Some important UNIX commands: Execute the above unix commands, put answers to the questions to their right
cd What directory are you in?  
What is the contents of this directory?  
cd / What directory are you in?  
What is the contents of this directory?  
cd ~ What directory are you in?  
What is the contents of this directory?  
cd /home/YOU (Replace YOU with your login name) What directory are you in?  
What is the difference between this command and the previous one?  
ls /home/gtowell/Public/151 What did this command do?  
cat /home/gtowell/Public/151/L02/HW.java
cat /home/gtowell/Public/151/L02/HW.class
What did the second command do? Is the file HW.class readable? One sentence: explain.  
A good understanding of these few UNIX commands is about all you need to this course. (Many Unix users know little more than these.)
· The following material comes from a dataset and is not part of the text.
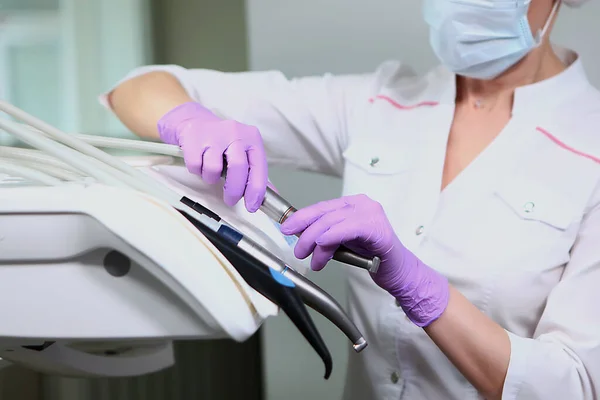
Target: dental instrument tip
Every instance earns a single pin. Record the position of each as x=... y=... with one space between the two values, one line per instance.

Lets finish this lab by copying files between your computer and the CS Unix computer. The command to copy between machines is scp. "scp" is "secure copy"; it basically extends the cp command so it can be used between machines.

First make a directory on your machine for this lab. The directory should be within the cs151 directory. (use cd and mkdir as needed).

Next, move into the diretcory you just made

Copy a file from Linux to your local directory. (Note that if you are doing this all from within linux you can use cp rather than scp (ask me))

	scp YOUR_CS_LOGIN@goldengate.cs.brynmawr.edu:/home/gtowell/Public/151/L02/microtrades.txt localmicro.txt
You will need to enter your password. This command copies a file from my Public directory onto your computer. You will do many such copies this semester. You will learn to love (or hate) ssh and scp.

Edit the file using your favorite text editor (e.g. TextEdit on Mac, Notepad on Windows or you can use VSC). The major point here is just to find this file on your machine using a standard GUI tool.

Finally, copy this file back to Unix, but into your directory.

		scp localmicro.txt YOUR_CS_NAME@goldengate.cs.brynmawr.edu:cs151/lab02/remotemicro.txt
	
You should be able to use a combination of ssh, cd ls, and cat to confirm that the file remotemicro.txt exists in the in the Unix directory structure you created earlier.

Send email to gtowell151@cs.brynmawr.edu with the following:
  1. A completed table for the questions in the UNIX section
The easiest way to do this might be to use your phone and take pictures of the completed table and your screen showing answers. Alternately, if you typed your answers, just send them. These are just suggestions for how you could turn things in. Feel free to be creative. All I require is legibility.